Monday 19 December 2016

It "comes in as fast as a galloping horse": tides in Mont Saint-Michel

Today in class we studied what the tides are. You know, a regular rise and fall in the level of the sea, caused by the pull of the moon and sun;  and we talked about the tides in Mont Saint-Michel.


Well, I've found the following article in The Independent, an English newspaper, about something that happened in July: "Normandy 'island' Mont Saint-Michel cut off by extreme high tide" 

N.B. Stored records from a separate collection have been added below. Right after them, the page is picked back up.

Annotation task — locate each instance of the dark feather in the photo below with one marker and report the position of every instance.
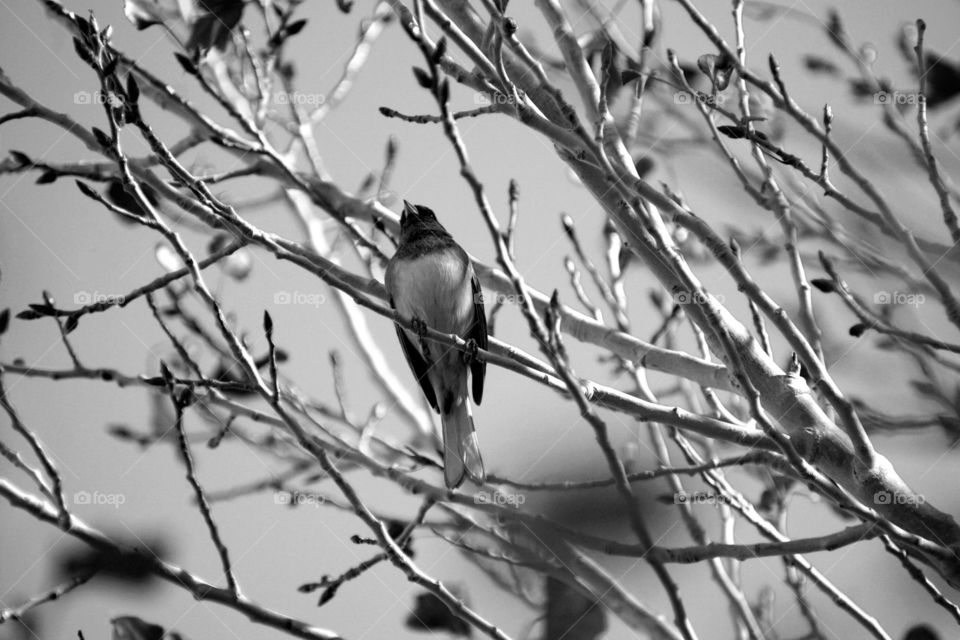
(417, 364)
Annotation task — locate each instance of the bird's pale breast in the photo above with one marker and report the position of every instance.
(434, 287)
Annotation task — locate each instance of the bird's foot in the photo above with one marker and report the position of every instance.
(471, 351)
(420, 328)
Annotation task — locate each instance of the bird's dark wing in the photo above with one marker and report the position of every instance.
(417, 364)
(478, 332)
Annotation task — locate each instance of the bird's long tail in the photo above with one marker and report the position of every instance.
(461, 451)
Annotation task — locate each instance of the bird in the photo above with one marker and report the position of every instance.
(431, 280)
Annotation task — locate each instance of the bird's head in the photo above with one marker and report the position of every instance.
(417, 219)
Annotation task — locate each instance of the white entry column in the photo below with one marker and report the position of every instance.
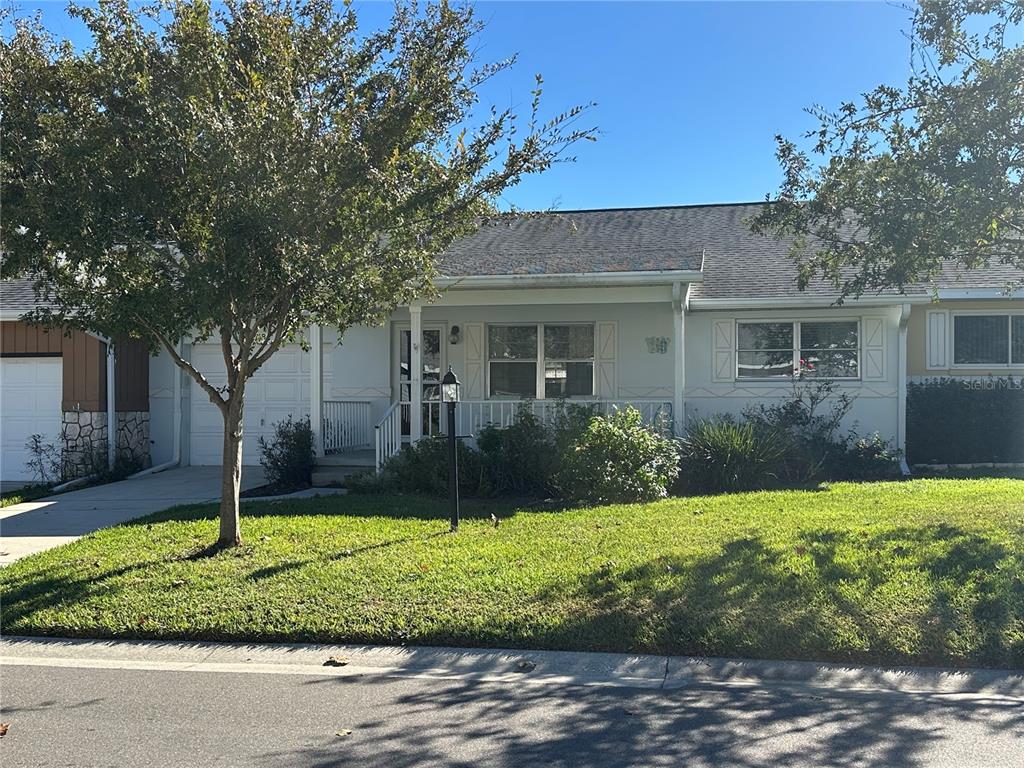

Mont Saint-Michel  is an island commune in Normandy, France. 
The island has got strategic fortifications since ancient times, and since the eighth century AD has been the seat of the monastery from which it gets its name. The structural composition of the town exemplifies the feudal society that constructed it. On top God, the abbey and monastery, below this the Great halls, then stores and housing, and at the bottom, outside the walls, fishermen and farmers' housing.
In prehistoric times, the Mont was on dry land. As sea levels rose, erosion reshaped the coastal landscape, and several outcroppings of granite or granulite emerged in the bay, having resisted the wear and tear of the ocean better than the surrounding rocks.
The tides in Mont Saint-Michel bay are very impressive: they can vary greatly, at roughly 14 metres between high and low water marks. The tide goes out very quickly over some 10 kilometres, and comes in again just as quickly. The expression used is that it "comes in as fast as a galloping horse". Today, Mont Saint-Michel is only surrounded by water to become an island during the great equinox tides, fifty-three days a year and for a few hours. 
But the mount can still create many problems for visitors who avoid the causeway and attempt the hazardous walk across the sands from the neighbouring coast.